Verified with jwt.ms: { "aud": "https://graph.microsoft.com", "iss": "https://sts.windows.net/6d456013-c428-45bd-b889-9847da9e3ca6/", "appid": "4d0bc38d-b482-4806-b2ca-3ad8dea31684", "idp": "https://sts.windows.net/6d456013-c428-45bd-b889-9847da9e3ca6/", "idtyp": "app", "roles": [ "Directory.ReadWrite.All", "Sites.ReadWrite.All", "Group.ReadWrite.All", "User.Read.All", "AuditLog.Read.All", "Reports.Read.All" ], "sub": "27c13d96-7007-4a29-9c29-a3667606693a", "tenant_region_scope": "EU", "tid": "6d456013-c428-45bd-b889-9847da9e3ca6", ... }.[Signature]
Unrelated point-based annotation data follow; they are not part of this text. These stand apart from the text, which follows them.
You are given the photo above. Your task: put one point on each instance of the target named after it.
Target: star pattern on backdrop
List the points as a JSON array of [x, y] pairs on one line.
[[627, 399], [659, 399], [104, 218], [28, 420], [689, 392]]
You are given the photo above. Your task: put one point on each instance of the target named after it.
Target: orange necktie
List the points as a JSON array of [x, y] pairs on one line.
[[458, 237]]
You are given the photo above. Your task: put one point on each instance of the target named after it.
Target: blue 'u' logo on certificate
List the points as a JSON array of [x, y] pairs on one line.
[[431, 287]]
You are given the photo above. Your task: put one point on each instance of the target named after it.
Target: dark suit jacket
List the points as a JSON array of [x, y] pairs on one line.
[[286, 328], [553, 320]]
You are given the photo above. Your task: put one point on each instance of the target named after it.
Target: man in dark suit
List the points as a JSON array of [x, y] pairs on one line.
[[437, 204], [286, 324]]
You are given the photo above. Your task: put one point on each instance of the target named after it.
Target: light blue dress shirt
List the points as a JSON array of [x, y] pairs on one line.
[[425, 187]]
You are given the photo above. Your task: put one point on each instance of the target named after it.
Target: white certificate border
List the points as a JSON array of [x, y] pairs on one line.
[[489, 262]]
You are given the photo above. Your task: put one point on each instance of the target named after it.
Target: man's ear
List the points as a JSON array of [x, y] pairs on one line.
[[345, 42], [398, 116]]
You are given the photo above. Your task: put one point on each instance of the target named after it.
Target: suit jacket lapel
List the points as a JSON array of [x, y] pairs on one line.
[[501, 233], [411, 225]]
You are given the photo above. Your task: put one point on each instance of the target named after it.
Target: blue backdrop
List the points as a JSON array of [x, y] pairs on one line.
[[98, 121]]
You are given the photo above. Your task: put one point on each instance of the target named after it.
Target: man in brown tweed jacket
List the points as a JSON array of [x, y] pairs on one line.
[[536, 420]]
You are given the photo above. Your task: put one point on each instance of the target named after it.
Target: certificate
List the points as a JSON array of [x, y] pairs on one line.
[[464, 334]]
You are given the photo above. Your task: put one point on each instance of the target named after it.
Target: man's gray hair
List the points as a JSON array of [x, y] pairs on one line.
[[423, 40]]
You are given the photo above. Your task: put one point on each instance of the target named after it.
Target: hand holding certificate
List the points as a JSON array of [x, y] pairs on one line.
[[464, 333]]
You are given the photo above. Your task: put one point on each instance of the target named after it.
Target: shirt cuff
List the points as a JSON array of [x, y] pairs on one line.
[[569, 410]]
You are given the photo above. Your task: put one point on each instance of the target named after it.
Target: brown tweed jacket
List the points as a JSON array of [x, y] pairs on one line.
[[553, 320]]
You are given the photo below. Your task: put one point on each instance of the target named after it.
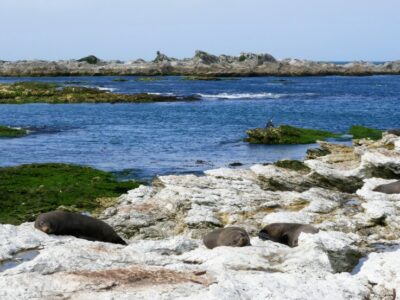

As you can see I have the Group.ReadWrite.All application permission. Based on the documentation this should suffice to delete MS Group objects.

I tried with following group types:

• With dynamic membership: {[groupTypes, {[ "DynamicMembership", "Unified" ]}]}
• One without dynamic membership {[groupTypes, {[ "Unified" ]}]}

All are Teams connected resources.

I am retrieving all Groups using this call in the SDK: `List groups = new List(); var url = GraphClient.Directory.DeletedItems.AppendSegmentToRequestUrl("microsoft.graph.group");

var groupItems = await (new DirectoryDeletedItemsCollectionRequestBuilder(url, GraphClient)).Request().GetAsync(); groups.AddRange(groupItems.CurrentPage);

while (groupItems.NextPageRequest != null) { groupItems = await groupItems.NextPageRequest.GetAsync(); groups.AddRange(groupItems.CurrentPage); } return groups; `

The deletion is performed with: await GraphClient.Directory.DeletedItems["idReturnedFromPreviousQuery"].Request().DeleteAsync();

Just a sidenote not related to this issue. Should Directory.ReadWrite.All not be a superset of all the permissions required to run this command?

[petrhollayms]

Thank you for reporting this issue. This appears to be an issue or limitation with the service APIs. Unfortunately, as the Microsoft Graph SDK team, we do not have ownership of the APIs that are causing you issues. We invite you to create a question about the service API to Microsoft Q&A and tagged with one of the [microsoft-graph-*] tags, that way it will get routed to the appropriate team for them to triage:

https://aka.ms/msgraphsupport or directly https://aka.ms/askgraph

For now, we will close the issue on our side but feel free to open it in the relevant repository if you think the issue is specific to SDK. Please let us know if this helps!

Note: We will close this repository on April 19, 2024.